What does the rise of AI mean for the future of business?

The global debate on AI risk and regulation has seen a number of notable developments over the past few weeks.

A push for stricter regulation has arisen from both the OpenAI hearings in the US with Sam Altman and the introduction of the updated AI Law in the EU.

However, the agreement between governments, researchers and AI developers on the need for regulation has surprised some. Sam Altman, the CEO of OpenAI, suggested establishing a new government agency to license the development of large-scale AI models during his appearance before Congress.

In addition to recommending “a combination of licensing and testing requirements,” he also suggested that companies like OpenAI should be subject to independent audits as a means of regulating the industry.

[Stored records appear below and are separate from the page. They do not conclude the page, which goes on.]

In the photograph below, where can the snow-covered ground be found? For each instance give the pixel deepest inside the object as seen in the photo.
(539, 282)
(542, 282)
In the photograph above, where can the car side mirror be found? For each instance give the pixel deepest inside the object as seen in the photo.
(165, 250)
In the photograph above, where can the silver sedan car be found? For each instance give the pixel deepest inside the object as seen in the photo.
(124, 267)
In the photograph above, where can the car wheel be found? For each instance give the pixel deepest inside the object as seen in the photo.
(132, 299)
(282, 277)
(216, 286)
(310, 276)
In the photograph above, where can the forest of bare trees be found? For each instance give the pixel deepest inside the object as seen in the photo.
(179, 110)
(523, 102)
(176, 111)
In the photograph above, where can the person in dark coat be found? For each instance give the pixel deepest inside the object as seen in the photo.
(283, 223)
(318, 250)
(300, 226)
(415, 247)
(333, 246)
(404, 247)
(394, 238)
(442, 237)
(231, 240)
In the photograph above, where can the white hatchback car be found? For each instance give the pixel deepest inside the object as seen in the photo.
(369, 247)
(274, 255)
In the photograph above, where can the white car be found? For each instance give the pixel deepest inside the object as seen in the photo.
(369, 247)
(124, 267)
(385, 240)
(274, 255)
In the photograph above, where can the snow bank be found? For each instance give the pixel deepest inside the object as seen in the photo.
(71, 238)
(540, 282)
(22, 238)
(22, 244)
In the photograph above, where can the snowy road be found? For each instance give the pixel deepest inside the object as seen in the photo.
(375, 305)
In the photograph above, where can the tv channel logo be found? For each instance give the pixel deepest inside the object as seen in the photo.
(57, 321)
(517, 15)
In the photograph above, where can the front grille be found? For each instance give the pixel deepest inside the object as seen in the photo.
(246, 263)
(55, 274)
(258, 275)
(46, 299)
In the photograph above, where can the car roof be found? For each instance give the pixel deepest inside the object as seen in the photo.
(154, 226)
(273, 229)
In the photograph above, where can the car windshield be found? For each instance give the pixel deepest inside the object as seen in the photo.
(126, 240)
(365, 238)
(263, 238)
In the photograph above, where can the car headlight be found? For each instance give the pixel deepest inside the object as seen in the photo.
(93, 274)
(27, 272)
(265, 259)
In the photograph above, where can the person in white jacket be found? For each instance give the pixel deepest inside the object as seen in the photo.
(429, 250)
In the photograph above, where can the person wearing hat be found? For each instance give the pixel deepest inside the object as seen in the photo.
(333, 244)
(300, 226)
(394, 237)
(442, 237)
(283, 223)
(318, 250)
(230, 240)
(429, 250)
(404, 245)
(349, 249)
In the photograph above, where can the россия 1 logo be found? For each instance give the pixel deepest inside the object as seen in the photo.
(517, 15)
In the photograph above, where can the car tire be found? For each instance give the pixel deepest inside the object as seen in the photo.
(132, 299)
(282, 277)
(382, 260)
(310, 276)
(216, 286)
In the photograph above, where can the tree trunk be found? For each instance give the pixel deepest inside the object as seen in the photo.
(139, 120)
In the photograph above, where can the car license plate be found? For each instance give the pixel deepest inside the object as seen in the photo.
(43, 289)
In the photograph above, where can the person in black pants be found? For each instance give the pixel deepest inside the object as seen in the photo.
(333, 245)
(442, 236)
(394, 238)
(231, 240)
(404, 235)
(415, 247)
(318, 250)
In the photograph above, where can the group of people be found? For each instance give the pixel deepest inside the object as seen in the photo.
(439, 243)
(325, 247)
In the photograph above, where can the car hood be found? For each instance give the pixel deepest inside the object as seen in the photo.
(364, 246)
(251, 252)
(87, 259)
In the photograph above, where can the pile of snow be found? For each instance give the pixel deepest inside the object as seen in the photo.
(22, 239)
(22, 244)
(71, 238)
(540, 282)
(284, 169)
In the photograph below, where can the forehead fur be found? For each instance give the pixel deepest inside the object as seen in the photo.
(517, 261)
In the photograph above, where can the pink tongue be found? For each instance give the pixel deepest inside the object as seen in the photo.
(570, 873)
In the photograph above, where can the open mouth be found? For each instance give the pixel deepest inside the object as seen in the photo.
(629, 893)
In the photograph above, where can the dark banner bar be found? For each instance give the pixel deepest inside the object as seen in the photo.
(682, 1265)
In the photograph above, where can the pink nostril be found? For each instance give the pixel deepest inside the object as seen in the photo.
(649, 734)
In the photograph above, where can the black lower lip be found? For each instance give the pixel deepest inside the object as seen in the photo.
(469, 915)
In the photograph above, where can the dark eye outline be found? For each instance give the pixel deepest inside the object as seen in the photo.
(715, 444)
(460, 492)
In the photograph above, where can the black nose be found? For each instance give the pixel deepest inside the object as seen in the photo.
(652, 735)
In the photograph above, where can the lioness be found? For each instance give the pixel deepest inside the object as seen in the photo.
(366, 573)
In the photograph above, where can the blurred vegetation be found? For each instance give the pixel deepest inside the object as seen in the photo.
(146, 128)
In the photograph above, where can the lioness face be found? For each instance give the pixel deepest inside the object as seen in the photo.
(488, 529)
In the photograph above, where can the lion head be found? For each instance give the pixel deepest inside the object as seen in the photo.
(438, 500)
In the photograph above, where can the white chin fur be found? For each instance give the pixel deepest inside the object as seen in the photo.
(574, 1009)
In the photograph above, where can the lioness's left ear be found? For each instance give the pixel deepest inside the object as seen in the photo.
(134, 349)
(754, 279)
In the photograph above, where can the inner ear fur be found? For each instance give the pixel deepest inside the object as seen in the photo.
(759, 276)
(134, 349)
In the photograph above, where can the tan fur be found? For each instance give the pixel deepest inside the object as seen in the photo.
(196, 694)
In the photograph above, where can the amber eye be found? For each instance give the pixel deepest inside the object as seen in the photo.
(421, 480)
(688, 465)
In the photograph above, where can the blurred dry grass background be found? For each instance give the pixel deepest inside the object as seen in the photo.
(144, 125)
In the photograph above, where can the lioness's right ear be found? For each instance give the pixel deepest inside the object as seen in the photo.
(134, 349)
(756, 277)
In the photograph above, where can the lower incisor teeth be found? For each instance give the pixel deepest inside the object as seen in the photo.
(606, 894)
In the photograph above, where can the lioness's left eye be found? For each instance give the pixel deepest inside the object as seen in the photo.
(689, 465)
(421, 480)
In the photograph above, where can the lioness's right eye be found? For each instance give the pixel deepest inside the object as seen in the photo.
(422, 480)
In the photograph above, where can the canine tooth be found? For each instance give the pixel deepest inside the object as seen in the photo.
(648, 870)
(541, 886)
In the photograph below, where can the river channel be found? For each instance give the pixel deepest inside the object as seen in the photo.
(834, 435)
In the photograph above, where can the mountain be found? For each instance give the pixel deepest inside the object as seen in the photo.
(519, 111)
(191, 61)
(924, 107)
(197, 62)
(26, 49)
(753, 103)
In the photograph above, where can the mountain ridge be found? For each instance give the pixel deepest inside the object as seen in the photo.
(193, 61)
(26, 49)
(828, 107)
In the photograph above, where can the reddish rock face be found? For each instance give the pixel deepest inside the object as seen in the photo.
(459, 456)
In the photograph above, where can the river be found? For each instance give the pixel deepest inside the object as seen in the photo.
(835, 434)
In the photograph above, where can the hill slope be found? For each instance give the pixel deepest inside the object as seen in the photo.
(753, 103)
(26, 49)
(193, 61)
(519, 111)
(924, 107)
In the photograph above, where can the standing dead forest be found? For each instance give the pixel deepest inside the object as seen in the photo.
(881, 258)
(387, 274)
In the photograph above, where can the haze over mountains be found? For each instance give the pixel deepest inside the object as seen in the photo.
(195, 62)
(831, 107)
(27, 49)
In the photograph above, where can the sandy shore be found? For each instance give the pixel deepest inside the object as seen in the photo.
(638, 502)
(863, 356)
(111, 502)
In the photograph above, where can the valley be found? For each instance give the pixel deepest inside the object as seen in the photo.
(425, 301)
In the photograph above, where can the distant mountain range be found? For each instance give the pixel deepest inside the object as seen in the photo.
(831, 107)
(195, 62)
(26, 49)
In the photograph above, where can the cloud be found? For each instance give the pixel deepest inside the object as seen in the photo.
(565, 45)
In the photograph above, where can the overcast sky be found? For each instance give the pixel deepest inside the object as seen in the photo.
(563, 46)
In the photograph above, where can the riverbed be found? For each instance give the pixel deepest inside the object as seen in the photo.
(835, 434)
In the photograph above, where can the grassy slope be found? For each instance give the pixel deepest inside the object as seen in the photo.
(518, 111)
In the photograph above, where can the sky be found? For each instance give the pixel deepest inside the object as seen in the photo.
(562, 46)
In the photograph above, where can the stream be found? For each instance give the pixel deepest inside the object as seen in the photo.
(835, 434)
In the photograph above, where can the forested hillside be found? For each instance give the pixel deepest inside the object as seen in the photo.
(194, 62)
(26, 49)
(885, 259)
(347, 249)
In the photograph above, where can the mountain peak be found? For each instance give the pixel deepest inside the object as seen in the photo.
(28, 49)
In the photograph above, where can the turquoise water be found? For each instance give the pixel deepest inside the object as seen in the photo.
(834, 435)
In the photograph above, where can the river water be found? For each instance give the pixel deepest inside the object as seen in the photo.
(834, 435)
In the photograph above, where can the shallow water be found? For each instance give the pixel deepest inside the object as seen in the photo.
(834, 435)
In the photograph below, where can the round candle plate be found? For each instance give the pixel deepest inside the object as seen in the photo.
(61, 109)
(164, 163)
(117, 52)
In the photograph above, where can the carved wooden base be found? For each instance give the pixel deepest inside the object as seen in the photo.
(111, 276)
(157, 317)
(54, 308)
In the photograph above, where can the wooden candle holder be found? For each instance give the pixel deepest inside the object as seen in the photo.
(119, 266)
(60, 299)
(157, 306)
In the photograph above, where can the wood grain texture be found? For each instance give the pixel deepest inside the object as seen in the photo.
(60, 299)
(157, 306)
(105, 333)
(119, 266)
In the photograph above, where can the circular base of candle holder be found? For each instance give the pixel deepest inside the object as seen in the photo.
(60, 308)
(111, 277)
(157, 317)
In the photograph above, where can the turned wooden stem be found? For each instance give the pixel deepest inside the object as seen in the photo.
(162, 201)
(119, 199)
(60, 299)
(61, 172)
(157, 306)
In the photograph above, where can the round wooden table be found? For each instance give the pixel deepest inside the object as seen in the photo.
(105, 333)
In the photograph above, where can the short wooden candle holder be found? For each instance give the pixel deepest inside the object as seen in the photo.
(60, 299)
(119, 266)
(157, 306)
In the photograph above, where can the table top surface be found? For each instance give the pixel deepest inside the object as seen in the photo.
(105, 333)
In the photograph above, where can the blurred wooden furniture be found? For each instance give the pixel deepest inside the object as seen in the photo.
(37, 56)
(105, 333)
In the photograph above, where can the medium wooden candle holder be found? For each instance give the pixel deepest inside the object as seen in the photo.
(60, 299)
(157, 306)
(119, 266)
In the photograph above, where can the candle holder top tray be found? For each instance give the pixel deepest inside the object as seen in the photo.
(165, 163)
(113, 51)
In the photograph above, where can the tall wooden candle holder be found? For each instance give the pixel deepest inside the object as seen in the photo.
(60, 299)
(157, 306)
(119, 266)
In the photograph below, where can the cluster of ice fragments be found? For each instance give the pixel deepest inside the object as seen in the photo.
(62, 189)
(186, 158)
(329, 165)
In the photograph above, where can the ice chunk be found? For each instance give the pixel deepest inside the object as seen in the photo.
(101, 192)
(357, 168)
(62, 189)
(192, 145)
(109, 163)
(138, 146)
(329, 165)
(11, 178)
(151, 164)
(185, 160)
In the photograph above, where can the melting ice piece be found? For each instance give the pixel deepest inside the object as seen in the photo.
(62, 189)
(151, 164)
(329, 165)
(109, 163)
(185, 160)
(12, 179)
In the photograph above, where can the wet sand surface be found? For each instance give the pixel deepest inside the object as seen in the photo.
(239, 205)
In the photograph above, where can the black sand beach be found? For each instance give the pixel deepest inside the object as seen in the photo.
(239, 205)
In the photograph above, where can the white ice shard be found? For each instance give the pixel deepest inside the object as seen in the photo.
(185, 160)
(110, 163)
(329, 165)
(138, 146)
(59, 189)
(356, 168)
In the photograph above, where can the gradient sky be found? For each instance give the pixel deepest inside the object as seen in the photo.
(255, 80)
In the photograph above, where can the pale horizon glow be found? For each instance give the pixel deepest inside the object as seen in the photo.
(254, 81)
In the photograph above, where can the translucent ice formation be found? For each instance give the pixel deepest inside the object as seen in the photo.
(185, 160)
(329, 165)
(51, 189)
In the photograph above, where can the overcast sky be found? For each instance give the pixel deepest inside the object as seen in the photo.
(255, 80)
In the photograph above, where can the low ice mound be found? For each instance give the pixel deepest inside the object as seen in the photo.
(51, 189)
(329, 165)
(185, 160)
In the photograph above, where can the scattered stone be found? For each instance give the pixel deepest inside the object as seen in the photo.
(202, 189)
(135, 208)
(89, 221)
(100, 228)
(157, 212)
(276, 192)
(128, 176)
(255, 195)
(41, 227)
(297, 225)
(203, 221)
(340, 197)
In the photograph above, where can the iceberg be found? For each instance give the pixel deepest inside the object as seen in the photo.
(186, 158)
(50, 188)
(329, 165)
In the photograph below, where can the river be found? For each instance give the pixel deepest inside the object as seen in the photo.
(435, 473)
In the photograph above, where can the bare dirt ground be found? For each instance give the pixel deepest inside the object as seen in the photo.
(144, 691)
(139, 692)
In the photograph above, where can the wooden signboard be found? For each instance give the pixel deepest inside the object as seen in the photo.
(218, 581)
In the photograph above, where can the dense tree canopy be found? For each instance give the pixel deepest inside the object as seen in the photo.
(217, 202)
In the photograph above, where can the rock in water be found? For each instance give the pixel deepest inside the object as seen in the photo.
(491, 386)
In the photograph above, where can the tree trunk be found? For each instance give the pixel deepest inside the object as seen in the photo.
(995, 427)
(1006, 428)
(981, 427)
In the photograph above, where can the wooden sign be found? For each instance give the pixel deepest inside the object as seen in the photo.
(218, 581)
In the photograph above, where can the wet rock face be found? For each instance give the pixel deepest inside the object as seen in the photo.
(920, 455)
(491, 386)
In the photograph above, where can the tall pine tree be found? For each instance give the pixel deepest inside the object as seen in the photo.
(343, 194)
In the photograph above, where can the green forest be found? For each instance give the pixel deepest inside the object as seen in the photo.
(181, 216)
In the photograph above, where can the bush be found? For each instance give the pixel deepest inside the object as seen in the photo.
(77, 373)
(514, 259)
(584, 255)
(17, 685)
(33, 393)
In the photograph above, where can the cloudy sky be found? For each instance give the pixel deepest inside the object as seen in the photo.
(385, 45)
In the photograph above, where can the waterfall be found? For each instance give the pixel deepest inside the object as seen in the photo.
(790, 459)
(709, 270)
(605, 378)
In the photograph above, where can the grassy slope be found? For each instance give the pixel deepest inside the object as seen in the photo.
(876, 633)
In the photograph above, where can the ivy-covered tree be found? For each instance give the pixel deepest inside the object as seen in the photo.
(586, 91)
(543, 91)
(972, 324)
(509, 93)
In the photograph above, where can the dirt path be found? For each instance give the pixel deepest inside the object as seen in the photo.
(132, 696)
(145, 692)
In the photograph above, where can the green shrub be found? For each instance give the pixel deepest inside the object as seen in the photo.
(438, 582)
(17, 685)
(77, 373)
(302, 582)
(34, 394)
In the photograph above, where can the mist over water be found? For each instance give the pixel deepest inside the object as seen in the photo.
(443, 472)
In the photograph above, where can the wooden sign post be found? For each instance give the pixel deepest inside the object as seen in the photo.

However, there is still no agreement on the details of such legislation or on which areas potential audits should focus, despite growing unanimity about the dangers, including the potential effects on people’s work and privacy. Two main themes emerged at the World Economic Forum’s first Generative AI Summit, where AI practitioners from business, government and academia came together to promote alignment on how to handle these new ethical and regulatory considerations:

Responsible and Accountable AI Audit

We must first modernize the standards we have for companies that create and use AI models. When we consider what “responsible innovation” actually entails, this becomes very crucial. Since its government has provided advice for AI through five core principles, including security, transparency and fairness, the UK has taken the lead in this conversation. Recent Oxford research has also shown how “LLMs like ChatGPT create an urgent need to update our concept of accountability.”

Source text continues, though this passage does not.